As best as you can, minimize excitement and abuse when loading the pigs, and allow adequate space for each pig.
Caring for Feeder Piglets
One of the most common causes of issues you might have with feeder pigs is to do with improper housing.
Firstly, before the new pigs arrive, make sure that you thoroughly clean and disinfect facilities and equipment like floors, walls, feeders and waterers.
When it comes to actually housing the new arrivals, you must remove all other pigs from the receiving facility to reduce the likelihood of a disease outbreak. This is non-negotiable and can significantly reduce costly disease losses.
If complete isolation isn’t possible, at the very least try and provide semi-isolation by leaving one or two empty pens between the newly arrived feeder piglets and the other pigs during the first 2 to 3 weeks.
Providing adequate ventilation and the proper temperature is very important. 75 degrees F is recommended, as is a warm, dry sleeping area.

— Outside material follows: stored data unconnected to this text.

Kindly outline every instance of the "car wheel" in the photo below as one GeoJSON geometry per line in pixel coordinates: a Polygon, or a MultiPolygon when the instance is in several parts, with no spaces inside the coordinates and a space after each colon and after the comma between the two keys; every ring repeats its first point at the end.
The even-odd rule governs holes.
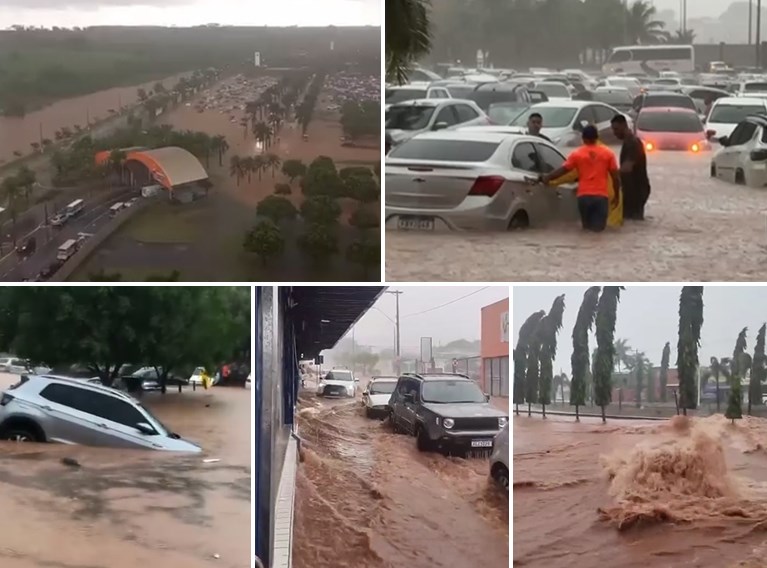
{"type": "Polygon", "coordinates": [[[711,177],[712,178],[716,177],[716,164],[714,164],[713,162],[711,163],[711,177]]]}
{"type": "Polygon", "coordinates": [[[23,427],[11,427],[5,430],[0,438],[11,442],[42,442],[36,432],[23,427]]]}
{"type": "Polygon", "coordinates": [[[416,446],[418,447],[419,452],[428,452],[432,447],[431,440],[429,440],[429,435],[421,426],[419,426],[418,430],[416,430],[416,446]]]}
{"type": "Polygon", "coordinates": [[[740,168],[735,170],[735,183],[739,185],[744,185],[746,183],[746,174],[743,173],[743,170],[740,168]]]}
{"type": "Polygon", "coordinates": [[[495,464],[493,468],[493,479],[508,493],[509,491],[509,470],[502,463],[495,464]]]}
{"type": "Polygon", "coordinates": [[[518,231],[530,227],[530,217],[526,211],[517,211],[509,221],[509,231],[518,231]]]}
{"type": "Polygon", "coordinates": [[[372,418],[373,416],[370,414],[370,409],[366,406],[365,407],[365,417],[366,418],[372,418]]]}
{"type": "Polygon", "coordinates": [[[392,432],[394,432],[395,434],[400,433],[400,429],[399,429],[399,426],[397,426],[397,420],[396,418],[394,418],[393,412],[389,412],[389,424],[391,424],[392,432]]]}

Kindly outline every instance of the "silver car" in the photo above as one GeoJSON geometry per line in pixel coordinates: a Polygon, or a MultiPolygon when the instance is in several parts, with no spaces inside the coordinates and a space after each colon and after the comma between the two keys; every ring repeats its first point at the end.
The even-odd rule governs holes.
{"type": "Polygon", "coordinates": [[[430,132],[386,158],[386,224],[403,230],[500,230],[575,221],[575,184],[533,183],[562,166],[553,144],[508,127],[430,132]]]}
{"type": "Polygon", "coordinates": [[[450,130],[472,124],[490,124],[490,119],[473,101],[462,99],[419,99],[392,105],[386,113],[387,146],[396,146],[416,134],[450,130]]]}
{"type": "Polygon", "coordinates": [[[509,423],[498,432],[490,456],[490,477],[506,492],[509,491],[509,423]]]}
{"type": "MultiPolygon", "coordinates": [[[[538,113],[543,118],[541,133],[548,136],[558,146],[580,146],[581,132],[585,126],[593,124],[599,131],[599,138],[605,144],[618,144],[613,134],[610,121],[616,114],[622,114],[617,108],[596,101],[555,101],[538,103],[511,121],[509,126],[527,126],[530,115],[538,113]]],[[[633,127],[628,119],[629,128],[633,127]]]]}
{"type": "Polygon", "coordinates": [[[0,397],[0,439],[200,452],[131,396],[87,380],[27,376],[0,397]]]}

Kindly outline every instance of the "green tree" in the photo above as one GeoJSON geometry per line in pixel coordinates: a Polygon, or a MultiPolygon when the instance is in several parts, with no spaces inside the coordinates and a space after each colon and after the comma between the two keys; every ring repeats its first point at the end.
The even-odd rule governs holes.
{"type": "Polygon", "coordinates": [[[722,360],[717,359],[716,357],[711,357],[710,360],[710,369],[711,369],[711,375],[714,377],[714,380],[716,381],[716,411],[719,412],[719,401],[721,400],[721,397],[719,395],[719,376],[725,375],[728,377],[729,382],[729,373],[727,371],[727,367],[729,365],[728,363],[729,359],[724,358],[722,360]]]}
{"type": "Polygon", "coordinates": [[[306,174],[306,164],[301,160],[285,160],[282,163],[282,173],[287,176],[290,183],[293,183],[296,178],[306,174]]]}
{"type": "Polygon", "coordinates": [[[746,365],[746,357],[748,357],[746,353],[747,331],[747,328],[743,328],[738,334],[738,338],[735,340],[735,348],[732,352],[732,360],[730,361],[730,396],[724,416],[732,420],[733,424],[735,424],[736,418],[743,418],[742,377],[744,371],[750,366],[746,365]]]}
{"type": "Polygon", "coordinates": [[[338,252],[338,237],[332,227],[314,223],[298,238],[298,246],[315,266],[321,266],[338,252]]]}
{"type": "Polygon", "coordinates": [[[381,208],[361,203],[352,213],[349,224],[361,231],[377,229],[381,226],[381,208]]]}
{"type": "Polygon", "coordinates": [[[685,286],[679,297],[679,342],[677,344],[677,373],[679,376],[679,408],[698,406],[696,374],[700,330],[703,327],[703,286],[685,286]]]}
{"type": "MultiPolygon", "coordinates": [[[[663,346],[663,355],[661,355],[660,359],[660,373],[659,373],[659,381],[660,381],[660,401],[666,402],[667,398],[667,386],[668,386],[668,366],[671,361],[671,343],[668,341],[666,342],[666,345],[663,346]]],[[[719,390],[719,387],[717,386],[717,391],[719,390]]],[[[718,398],[718,397],[717,397],[718,398]]],[[[718,407],[717,407],[718,410],[718,407]]]]}
{"type": "Polygon", "coordinates": [[[613,357],[615,356],[615,320],[623,286],[605,286],[599,297],[596,315],[597,356],[594,362],[594,402],[602,409],[612,401],[613,357]]]}
{"type": "Polygon", "coordinates": [[[360,265],[363,281],[367,282],[370,269],[381,266],[381,241],[369,235],[353,242],[346,249],[349,262],[360,265]]]}
{"type": "Polygon", "coordinates": [[[589,333],[594,326],[599,304],[599,286],[592,286],[583,295],[573,327],[573,354],[570,357],[572,381],[570,404],[575,406],[575,420],[580,421],[579,407],[586,404],[586,382],[589,374],[589,333]]]}
{"type": "Polygon", "coordinates": [[[287,183],[278,183],[274,186],[274,193],[277,195],[290,195],[292,192],[293,190],[287,183]]]}
{"type": "Polygon", "coordinates": [[[285,197],[269,195],[258,202],[256,213],[275,224],[280,224],[286,219],[294,219],[298,215],[298,209],[285,197]]]}
{"type": "Polygon", "coordinates": [[[264,157],[264,166],[265,168],[272,169],[272,177],[274,177],[275,170],[280,167],[281,163],[282,160],[277,154],[267,154],[264,157]]]}
{"type": "Polygon", "coordinates": [[[540,349],[540,393],[543,417],[546,418],[546,405],[551,404],[551,386],[554,380],[554,358],[557,356],[557,335],[562,329],[562,317],[565,313],[565,296],[557,296],[549,313],[541,320],[539,327],[540,349]]]}
{"type": "Polygon", "coordinates": [[[308,223],[333,225],[341,216],[341,206],[332,197],[317,195],[301,204],[301,216],[308,223]]]}
{"type": "Polygon", "coordinates": [[[625,339],[615,340],[615,363],[618,367],[618,372],[623,370],[623,367],[628,367],[632,360],[631,347],[629,347],[628,341],[625,339]],[[622,367],[623,366],[623,367],[622,367]]]}
{"type": "Polygon", "coordinates": [[[418,59],[431,49],[431,25],[426,0],[386,2],[386,77],[399,84],[418,59]]]}
{"type": "Polygon", "coordinates": [[[725,418],[732,420],[735,424],[736,418],[743,418],[743,396],[741,394],[740,377],[730,379],[730,395],[727,399],[727,410],[724,411],[725,418]]]}
{"type": "Polygon", "coordinates": [[[645,386],[645,375],[647,374],[646,357],[644,353],[637,352],[634,355],[634,381],[636,383],[636,407],[642,406],[642,390],[645,386]]]}
{"type": "Polygon", "coordinates": [[[255,253],[261,258],[261,264],[266,266],[270,258],[285,250],[285,239],[280,228],[270,219],[260,221],[245,235],[243,248],[255,253]]]}
{"type": "Polygon", "coordinates": [[[751,363],[751,378],[748,383],[748,413],[751,414],[751,405],[759,406],[762,404],[762,382],[767,379],[767,368],[765,368],[764,339],[767,325],[762,324],[759,333],[756,336],[756,346],[754,347],[754,357],[751,363]]]}
{"type": "Polygon", "coordinates": [[[546,312],[543,310],[535,312],[528,317],[519,328],[519,337],[517,345],[514,348],[514,406],[517,416],[519,416],[519,405],[525,403],[527,396],[527,387],[525,385],[525,376],[527,373],[527,352],[530,348],[530,341],[533,333],[538,327],[546,312]]]}
{"type": "Polygon", "coordinates": [[[532,416],[532,405],[538,404],[541,389],[541,330],[544,316],[531,330],[530,341],[527,347],[527,370],[525,372],[525,400],[527,401],[527,415],[532,416]]]}
{"type": "Polygon", "coordinates": [[[653,403],[656,398],[655,369],[647,359],[645,359],[645,366],[647,367],[647,402],[653,403]]]}
{"type": "Polygon", "coordinates": [[[661,43],[668,38],[665,24],[656,16],[657,10],[648,0],[636,0],[631,5],[626,16],[629,45],[661,43]]]}
{"type": "Polygon", "coordinates": [[[380,190],[372,176],[354,174],[344,180],[344,195],[363,203],[378,201],[380,190]]]}

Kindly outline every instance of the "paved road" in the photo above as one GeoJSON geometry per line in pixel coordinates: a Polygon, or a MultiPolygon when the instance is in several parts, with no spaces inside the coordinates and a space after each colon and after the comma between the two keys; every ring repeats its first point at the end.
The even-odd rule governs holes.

To reduce fighting, promote faster growth, and improve efficiency, limit group sizes to only 25 to 30 pigs per pen. One waterer per 20 pigs should be enough.

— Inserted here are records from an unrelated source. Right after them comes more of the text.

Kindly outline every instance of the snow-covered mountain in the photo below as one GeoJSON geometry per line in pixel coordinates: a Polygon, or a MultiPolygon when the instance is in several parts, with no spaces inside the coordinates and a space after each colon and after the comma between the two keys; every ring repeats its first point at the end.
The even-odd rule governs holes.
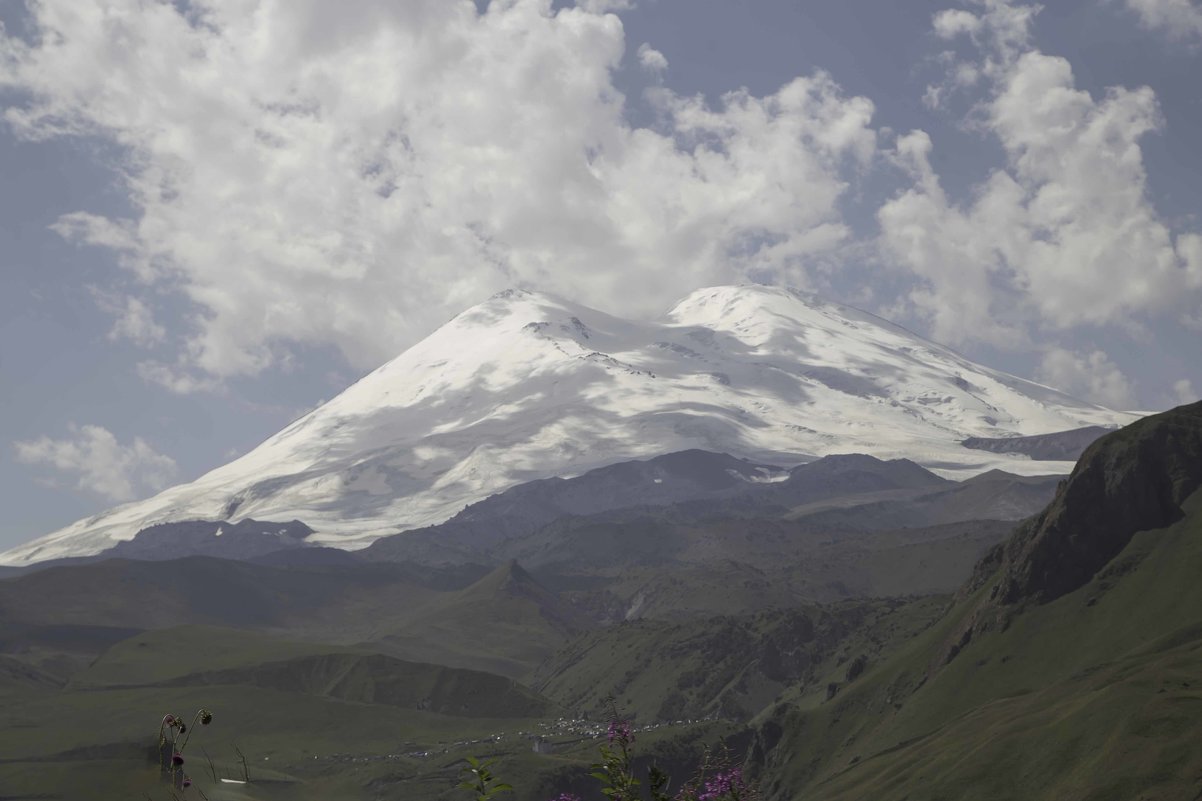
{"type": "Polygon", "coordinates": [[[703,289],[652,323],[511,290],[245,456],[0,563],[92,554],[188,519],[302,520],[312,541],[359,548],[515,484],[688,448],[785,465],[904,457],[954,478],[1067,473],[960,442],[1134,417],[792,290],[703,289]]]}

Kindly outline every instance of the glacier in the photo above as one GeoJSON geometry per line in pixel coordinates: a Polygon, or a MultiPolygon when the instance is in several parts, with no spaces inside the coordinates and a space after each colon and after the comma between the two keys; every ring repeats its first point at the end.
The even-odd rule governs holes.
{"type": "Polygon", "coordinates": [[[956,479],[1067,473],[1071,463],[960,442],[1137,417],[797,290],[701,289],[651,322],[508,290],[246,455],[0,564],[91,555],[146,526],[196,519],[302,520],[311,542],[358,549],[516,484],[691,448],[783,466],[836,453],[907,458],[956,479]]]}

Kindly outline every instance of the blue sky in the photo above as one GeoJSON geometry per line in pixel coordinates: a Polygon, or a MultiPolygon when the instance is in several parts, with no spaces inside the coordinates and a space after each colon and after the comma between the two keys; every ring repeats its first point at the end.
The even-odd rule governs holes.
{"type": "Polygon", "coordinates": [[[789,283],[1108,405],[1202,390],[1194,0],[337,8],[0,0],[0,548],[513,285],[789,283]]]}

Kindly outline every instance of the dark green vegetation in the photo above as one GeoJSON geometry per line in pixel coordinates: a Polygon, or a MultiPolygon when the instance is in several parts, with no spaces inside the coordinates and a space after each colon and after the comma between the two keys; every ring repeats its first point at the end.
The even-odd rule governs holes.
{"type": "Polygon", "coordinates": [[[770,801],[1196,799],[1202,404],[1058,492],[866,457],[749,489],[698,459],[536,482],[366,554],[0,580],[0,795],[131,797],[163,712],[205,706],[212,774],[237,747],[252,778],[198,752],[215,800],[454,798],[469,754],[518,801],[592,799],[612,695],[640,770],[721,740],[770,801]]]}
{"type": "Polygon", "coordinates": [[[788,697],[770,799],[1202,794],[1202,404],[1091,446],[956,605],[834,698],[788,697]]]}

How Much Space Do Feeder Piglets Need?
Generally, pigs require minimal space because they are not particularly active animals. Pigs stick to sleeping, eating, rooting, and not a whole lot else. This is therefore great news if you don’t have much space to work with.
The space feeder pigs need depends on whether you plan to house them in controlled-environment buildings or in outside lots. If in controlled-environment buildings, feeder pigs need approximately 1.8 to 3 square feet of floor space. If housed in outside lots, provide 3 to 4 square feet of well-bedded sleeping area for each pig.
Feeding Feeder Pigs
Considering how important nutrition and feed management is to pig performance, pig health, and well-being, it’s important that you get it right.

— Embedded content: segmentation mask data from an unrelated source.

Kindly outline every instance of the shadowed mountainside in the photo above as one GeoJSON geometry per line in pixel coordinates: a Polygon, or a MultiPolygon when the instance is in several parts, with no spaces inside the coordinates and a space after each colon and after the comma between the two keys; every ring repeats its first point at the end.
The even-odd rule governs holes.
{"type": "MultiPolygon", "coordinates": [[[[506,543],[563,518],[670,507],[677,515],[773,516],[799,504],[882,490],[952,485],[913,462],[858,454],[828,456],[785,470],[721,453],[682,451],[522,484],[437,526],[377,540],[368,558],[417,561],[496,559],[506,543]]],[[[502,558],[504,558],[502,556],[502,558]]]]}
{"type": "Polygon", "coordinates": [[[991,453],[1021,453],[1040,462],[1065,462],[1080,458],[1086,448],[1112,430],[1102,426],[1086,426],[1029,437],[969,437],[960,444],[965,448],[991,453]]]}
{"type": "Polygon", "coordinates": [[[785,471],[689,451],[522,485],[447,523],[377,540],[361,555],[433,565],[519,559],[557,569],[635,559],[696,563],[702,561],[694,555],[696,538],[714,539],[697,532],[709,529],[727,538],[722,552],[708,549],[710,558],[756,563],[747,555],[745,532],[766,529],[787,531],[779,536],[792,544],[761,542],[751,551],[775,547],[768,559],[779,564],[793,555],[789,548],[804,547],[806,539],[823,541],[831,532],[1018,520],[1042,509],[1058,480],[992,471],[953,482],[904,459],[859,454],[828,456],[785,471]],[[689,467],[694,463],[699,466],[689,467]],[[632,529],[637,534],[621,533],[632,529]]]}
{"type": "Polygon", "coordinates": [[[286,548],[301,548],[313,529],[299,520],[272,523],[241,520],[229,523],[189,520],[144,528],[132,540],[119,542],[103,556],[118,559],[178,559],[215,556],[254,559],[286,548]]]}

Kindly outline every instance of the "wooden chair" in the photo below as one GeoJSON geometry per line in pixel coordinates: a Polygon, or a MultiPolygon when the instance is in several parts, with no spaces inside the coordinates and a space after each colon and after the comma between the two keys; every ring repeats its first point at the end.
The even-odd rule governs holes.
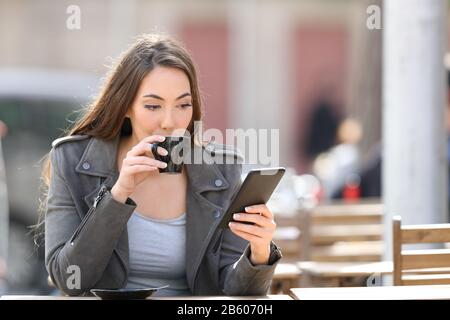
{"type": "Polygon", "coordinates": [[[306,222],[304,260],[380,261],[383,252],[383,205],[336,203],[313,209],[306,222]]]}
{"type": "Polygon", "coordinates": [[[405,244],[447,242],[450,224],[402,226],[401,217],[394,217],[394,285],[450,284],[450,249],[402,249],[405,244]]]}
{"type": "Polygon", "coordinates": [[[282,216],[274,213],[277,228],[274,234],[275,243],[282,249],[283,261],[298,261],[302,254],[303,222],[302,216],[282,216]]]}
{"type": "Polygon", "coordinates": [[[274,212],[277,229],[273,240],[281,248],[283,259],[275,269],[271,294],[288,294],[290,288],[298,287],[300,284],[301,271],[297,267],[297,262],[302,254],[302,217],[300,211],[292,216],[274,212]]]}
{"type": "Polygon", "coordinates": [[[305,220],[303,262],[297,264],[302,286],[364,286],[369,276],[386,273],[384,265],[376,264],[383,255],[379,200],[322,204],[305,220]],[[343,266],[352,272],[342,272],[343,266]]]}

In the beginning, during the first week to 10 days, it’s best to feed the pigs about 90 percent of full feed to reduce gut edema and scouring problems. This generally works out to around 1.5-2 pounds per head per day. After a week to 10 days has passed, you can change the feed to a typical pig grower diet.
Water is of course important to feeder pigs too, especially as dehydration commonly occurs in stress-related scours shortly after arrival. A 25 to 40 pound pig should drink approximately 1/2 gallon of water per day.
Can Feeder Pigs Be Kept as Pets?
While there is nothing stopping anyone from keeping a feeder pig as a pet, there are much better choices to consider such as pot bellied pigs or mini pigs.